The idea behind ‘The Really Quite Good British Cookbook’ is rather sweet: 100 of Britain’s finest, most iconic foodies have been asked a simple yet profoundly difficult question: what do you cook for yourself, and for the people you love?

These are the foods that are served up when the camera crew has left for the day, when there’s far less need for perfect plating or showing off. Let’s be honest: when you see 100 foodies talking about their favourite dishes, it’s easy to assume the recipes are all going to be well beyond the skill level of your average kitchen user. And yet, the majority of the dishes included here fall onto the ‘easy’ end of the cooking spectrum. This isn’t the sort of cookbook filled with beautiful photography and recipes you’ll never actually try: this is a practical, generally easy collection of new meal ideas.
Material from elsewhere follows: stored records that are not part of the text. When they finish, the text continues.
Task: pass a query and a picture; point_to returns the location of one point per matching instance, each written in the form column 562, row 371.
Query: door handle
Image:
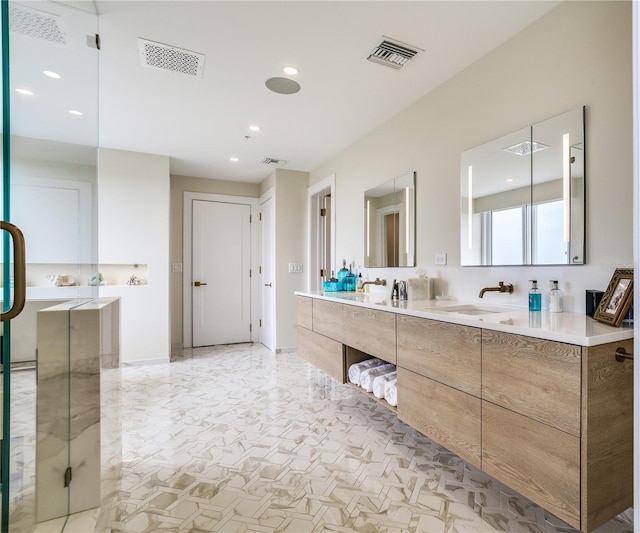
column 19, row 271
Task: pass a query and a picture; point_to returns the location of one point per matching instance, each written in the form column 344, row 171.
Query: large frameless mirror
column 390, row 219
column 522, row 196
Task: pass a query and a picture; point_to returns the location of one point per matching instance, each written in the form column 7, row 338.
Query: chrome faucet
column 502, row 287
column 378, row 281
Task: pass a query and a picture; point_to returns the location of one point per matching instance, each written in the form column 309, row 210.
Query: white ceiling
column 202, row 122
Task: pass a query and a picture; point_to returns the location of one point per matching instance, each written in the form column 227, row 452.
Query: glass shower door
column 49, row 190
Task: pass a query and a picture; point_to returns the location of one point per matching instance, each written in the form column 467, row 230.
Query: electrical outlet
column 295, row 268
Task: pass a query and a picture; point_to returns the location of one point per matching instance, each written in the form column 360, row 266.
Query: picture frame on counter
column 617, row 298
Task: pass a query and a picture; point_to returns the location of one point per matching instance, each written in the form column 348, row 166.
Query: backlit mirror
column 389, row 223
column 522, row 196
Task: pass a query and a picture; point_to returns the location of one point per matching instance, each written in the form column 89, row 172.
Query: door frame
column 271, row 342
column 187, row 259
column 316, row 191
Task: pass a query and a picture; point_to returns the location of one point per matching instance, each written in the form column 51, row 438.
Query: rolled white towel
column 391, row 392
column 367, row 376
column 380, row 381
column 356, row 369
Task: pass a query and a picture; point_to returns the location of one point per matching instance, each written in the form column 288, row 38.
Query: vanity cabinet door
column 446, row 415
column 538, row 378
column 540, row 462
column 371, row 331
column 327, row 319
column 323, row 352
column 305, row 312
column 448, row 353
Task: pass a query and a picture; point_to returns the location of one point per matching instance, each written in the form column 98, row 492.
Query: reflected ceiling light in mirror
column 566, row 185
column 470, row 207
column 368, row 227
column 526, row 148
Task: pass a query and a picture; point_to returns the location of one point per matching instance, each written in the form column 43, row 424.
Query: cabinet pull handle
column 19, row 271
column 621, row 355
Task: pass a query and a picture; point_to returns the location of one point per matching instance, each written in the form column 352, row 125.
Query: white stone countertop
column 572, row 328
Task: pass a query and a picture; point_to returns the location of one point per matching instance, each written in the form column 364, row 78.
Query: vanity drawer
column 446, row 415
column 540, row 462
column 370, row 331
column 534, row 377
column 323, row 352
column 327, row 319
column 305, row 312
column 448, row 353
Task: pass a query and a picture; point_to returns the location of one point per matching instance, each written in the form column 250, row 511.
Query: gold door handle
column 19, row 271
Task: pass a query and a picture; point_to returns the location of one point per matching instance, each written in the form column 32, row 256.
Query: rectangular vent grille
column 38, row 24
column 169, row 58
column 272, row 161
column 392, row 53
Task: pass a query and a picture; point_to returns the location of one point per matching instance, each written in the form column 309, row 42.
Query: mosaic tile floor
column 239, row 439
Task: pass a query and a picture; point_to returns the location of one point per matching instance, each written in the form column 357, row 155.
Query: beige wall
column 179, row 185
column 578, row 54
column 291, row 194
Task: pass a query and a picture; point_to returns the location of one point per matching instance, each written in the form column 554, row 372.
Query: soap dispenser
column 555, row 298
column 535, row 296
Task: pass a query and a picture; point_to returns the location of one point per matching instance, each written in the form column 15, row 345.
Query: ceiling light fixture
column 282, row 85
column 526, row 148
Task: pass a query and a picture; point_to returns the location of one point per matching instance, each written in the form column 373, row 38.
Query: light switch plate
column 295, row 268
column 441, row 259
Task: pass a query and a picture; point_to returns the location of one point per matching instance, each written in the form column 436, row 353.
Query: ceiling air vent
column 273, row 161
column 38, row 24
column 392, row 53
column 169, row 58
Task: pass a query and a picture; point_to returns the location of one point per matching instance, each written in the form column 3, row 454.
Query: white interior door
column 267, row 329
column 221, row 266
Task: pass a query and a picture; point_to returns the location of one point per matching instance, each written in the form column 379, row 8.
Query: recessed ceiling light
column 282, row 85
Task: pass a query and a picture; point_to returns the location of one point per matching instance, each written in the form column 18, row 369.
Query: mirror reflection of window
column 508, row 236
column 548, row 244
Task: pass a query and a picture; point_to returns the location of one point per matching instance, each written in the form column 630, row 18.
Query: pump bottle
column 555, row 298
column 535, row 296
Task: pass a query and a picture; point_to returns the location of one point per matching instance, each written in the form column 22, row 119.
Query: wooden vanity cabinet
column 320, row 350
column 370, row 331
column 447, row 353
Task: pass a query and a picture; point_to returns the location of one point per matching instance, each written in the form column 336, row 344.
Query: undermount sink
column 473, row 309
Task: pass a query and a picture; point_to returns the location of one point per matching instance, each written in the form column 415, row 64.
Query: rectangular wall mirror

The foods and flavours are diverse and well beyond tantalising; there are more than a few recipes that’ll leave you twitching to hit the kitchen and start making some magic. Be warned, though: these aren’t the slap-dash meals you’d throw together at the last second- unless you happen to have a perpetually perfectly-stocked kitchen to work from. And yet, the recipes look delicious enough to make a potential hunt for new ingredients feel less like a chore than an adventure.

This isn’t your typical cookbook. Proceeds from sales go to help The Trussel Trust; a UK initiative helping people in serious financial trouble keep food on their tables. Essentially, it’s a survival initiative for those trapped below the poverty line. It’s not a happy topic- it’s never nice to contemplate that while politicians are out howling at the moon about the evils of welfare, that welfare money isn’t always enough to keep the basics of food and shelter sorted. And yet, ‘The Really Quite Good British Cookbook’ exists as a way to support The Trussell Trust’s efforts to save lives. It’s a really quite staggering thought: buying this book will literally make someone’s life better. That’s a rather impressive feat.

‘The Really Quite Good British Cookbook’ is published by Echo, and is available through selected retailers.